Luis Ruiz fue una de las novedades de Cervera en Murcia.
Luis Ruiz fue una de las novedades de Cervera en Murcia.
Cádiz CF

Vértigo de altura

Solo durante siete minutos fue capaz el Cádiz CF de mover el balón con fluidez en Murcia
Por  19:18 h.

Sólo durante siete minutos, de los noventa disputados el sábado en La Condomina, desde el 38′ hasta el 45′, en el que Edy empató, el Cádiz CF fue capaz de mover con cierta fluidez el balón y de buscar con intención y ritmo la portería contraria. Siete minutos que bastaron para generar dos ocasiones sucesivas y arrinconar al rival en su área.

Pero, conseguido el súbito objetivo de igualar la contienda, en seguida se volvió a las andadas, a la espesa tónica general de imprecisiones e indecisiones, con ese escaso ímpetu ganador que marcaría todo el encuentro. Por lo que salta de inmediato la inexorable duda sobre qué habría ocurrido si esos siete exiguos minutos de juego ofensivo hubieran tenido prolongación durante una mayor fase del partido. ¿Se habría alcanzado la victoria o, por el contrario, se hubiera cosechado una derrota al aprovechar el rival los espacios que se le concedían?
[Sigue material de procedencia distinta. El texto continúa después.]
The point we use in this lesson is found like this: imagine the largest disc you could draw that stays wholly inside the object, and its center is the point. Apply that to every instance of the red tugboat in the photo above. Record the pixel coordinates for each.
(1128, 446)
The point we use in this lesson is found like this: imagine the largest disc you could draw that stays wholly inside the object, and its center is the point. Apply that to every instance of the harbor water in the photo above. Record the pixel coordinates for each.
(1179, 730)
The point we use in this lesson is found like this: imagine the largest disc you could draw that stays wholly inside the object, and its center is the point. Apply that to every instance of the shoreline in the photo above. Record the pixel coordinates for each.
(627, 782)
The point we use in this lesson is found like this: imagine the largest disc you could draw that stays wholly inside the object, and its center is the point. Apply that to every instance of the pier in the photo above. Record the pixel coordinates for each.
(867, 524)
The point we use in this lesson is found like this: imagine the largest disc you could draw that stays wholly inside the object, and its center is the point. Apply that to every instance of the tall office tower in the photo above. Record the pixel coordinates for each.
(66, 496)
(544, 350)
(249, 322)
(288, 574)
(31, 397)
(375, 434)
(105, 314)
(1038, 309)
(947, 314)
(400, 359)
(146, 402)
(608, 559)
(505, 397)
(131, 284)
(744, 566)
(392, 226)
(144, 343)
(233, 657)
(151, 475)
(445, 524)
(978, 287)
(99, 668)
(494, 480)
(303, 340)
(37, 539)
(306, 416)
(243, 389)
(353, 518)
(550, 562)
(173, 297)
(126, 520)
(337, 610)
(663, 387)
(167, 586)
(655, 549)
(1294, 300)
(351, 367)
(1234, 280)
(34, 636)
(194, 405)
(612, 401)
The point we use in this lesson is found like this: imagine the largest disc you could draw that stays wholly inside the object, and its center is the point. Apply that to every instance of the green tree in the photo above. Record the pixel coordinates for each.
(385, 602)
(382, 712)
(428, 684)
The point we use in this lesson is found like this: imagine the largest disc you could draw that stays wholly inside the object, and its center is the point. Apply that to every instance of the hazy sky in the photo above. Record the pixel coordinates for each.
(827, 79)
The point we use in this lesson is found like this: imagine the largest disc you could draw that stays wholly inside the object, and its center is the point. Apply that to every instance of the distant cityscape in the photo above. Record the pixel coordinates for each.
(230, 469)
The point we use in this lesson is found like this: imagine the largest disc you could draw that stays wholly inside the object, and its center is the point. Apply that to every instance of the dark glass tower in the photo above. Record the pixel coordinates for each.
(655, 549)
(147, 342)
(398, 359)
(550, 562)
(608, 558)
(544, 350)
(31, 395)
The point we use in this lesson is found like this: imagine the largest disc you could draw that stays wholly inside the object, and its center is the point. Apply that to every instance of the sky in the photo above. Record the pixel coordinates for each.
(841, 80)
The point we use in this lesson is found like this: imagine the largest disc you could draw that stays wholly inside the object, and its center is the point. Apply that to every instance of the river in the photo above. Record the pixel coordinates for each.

Eterno dilema que el fútbol plantea, para cuya respuesta se adaptan variopintas tácticas y soluciones. En lo que sí existe consenso es en la evidencia de que más vale buscar los tres puntos, aún a riesgo de quedar sin ninguno en el intento, que salir a amarrar uno solo. Pues, además, al adoptar esta opción conservadora, suele darse la circunstancia de que la volatilidad de este deporte depare una funesta jugada que aboque también a la derrota. Por lo que se colige que, al margen de mutuos bloqueos tácticos entre Cádiz CF y UCAM, el ínfimo nivel de juego mostrado y el empate finalmente conseguido responden, sobre todo, a un palpable agarrotamiento psicológico, al vértigo que provoca la alta posición en la tabla que hay que defender, a la incomodidad de la exigencia de tener que deshinibirse para encarar los partidos con el explícito objetivo de la victoria. Para lo cual, no parece necesario renunciar al asimilado estilo de juego, basado en la solidez defensiva y la salida rauda al contragolpe, que tan buen resultado ha reportado hasta ahora. Sólo bastaría con manejar el esférico con mayor rapidez y frescura y depositar más confianza en las propias posibilidades.